At the wheel was Nick Mcphee, Australian conservationist-turned Bolivian ecotourism uber-specialist, and with him were Bolivian biologist Huáscar Bustillos Cayoja, environmental impact social biologist Paula Silva, and professional photographer Ivan Gutierrez.
They thought they might get stuck in the mud, but there was no thought of turning back. It would take another hour and a half to get to their destination. Giving up was not an option.
They were after a holy grail of conservationists — a live sighting and registration of one of the rarest of the rare armadillos in the world, the elusive Chacoan fairy armadillo (Calyptophractus retusus), also known as the greater fairy armadillo, the mythical culotapado of local lore, or tatujeikurajoyava to the Guaranis of the Bolivian Chaco. Alternatively called tatu or coseberu by those in the cities, or “the cryer” by its 18th-century discoverers, it is also known to science as Burmeister’s armadillo. There was a lot of excitement.

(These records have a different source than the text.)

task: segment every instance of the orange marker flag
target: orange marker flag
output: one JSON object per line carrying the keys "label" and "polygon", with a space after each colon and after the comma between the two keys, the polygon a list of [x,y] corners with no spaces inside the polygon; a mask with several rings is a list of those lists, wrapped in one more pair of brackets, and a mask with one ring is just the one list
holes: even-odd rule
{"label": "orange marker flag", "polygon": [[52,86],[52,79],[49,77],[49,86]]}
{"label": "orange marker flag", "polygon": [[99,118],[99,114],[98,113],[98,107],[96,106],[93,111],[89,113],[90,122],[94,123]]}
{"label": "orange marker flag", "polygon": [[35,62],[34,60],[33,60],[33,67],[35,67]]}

The night before at around 6 pm, in the region of La Florida in the westernmost part of Santa Cruz Department in eastern Bolivia, farmer Milton López Viruez was driving his truck slowly on the sandy road of his farm when his headlights shone on something pink in front of his truck.
Stopping to investigate, he leaned over to take a look. He had never seen such a thing. It was a weird and extraordinarily odd little animal, whose appearance did not fit any known category or explanation, a truly unusual creature.
It did not run fast, but it did begin to burrow. López emptied a bag of corn and used it to pick the strange little critter up. It was a rare living thing, alright, but just how rare he had no idea.
Back at the ranch, he and his wife Ana Laura Moreno set out to find out what they had in their hands. Among myriad options online, she found an article about a peculiar little animal found drowned after torrential rains near the town of Warnes north of Santa Cruz de la Sierra, Bolivia’s largest city and economic engine. It seemed like what they had was just like it, making it one of the rarest animals in the world.
López contacted the biologist who had investigated and recorded the find. Soon he was on the phone with Bustillos.
In a matter of one hour, Bustillos called Mcphee to put together a team to go see the animal and register it officially. “I want to go,” Mcphee responded immediately. Hearts were pounding with anticipation.
Early the next morning, the team was headed east, up Bolivia’s Highway 7, Doble Via La Guardia, toward the mining town of Camiri in the transition area between Amazonia and the Chaco dry forest. One hour along the paved road, their route took them onto a dirt road in the direction of the site of one of the great battles of the liberation of South America, and the setting of an important battle in the independence of Argentina — La Florida, where the López’s ranch is located, at Cabezas, near the entrance to the Parabanó Protected Area.
After an hour-and-a-half on the dirt road, they were meeting López and being led toward a bucket of sand that contained what Bustillos was able to confirm was a unique find — the form of its shield-like tail, the small, near-cylindrical body, a notably short neck, the small ears and beady eyes, the light pink color.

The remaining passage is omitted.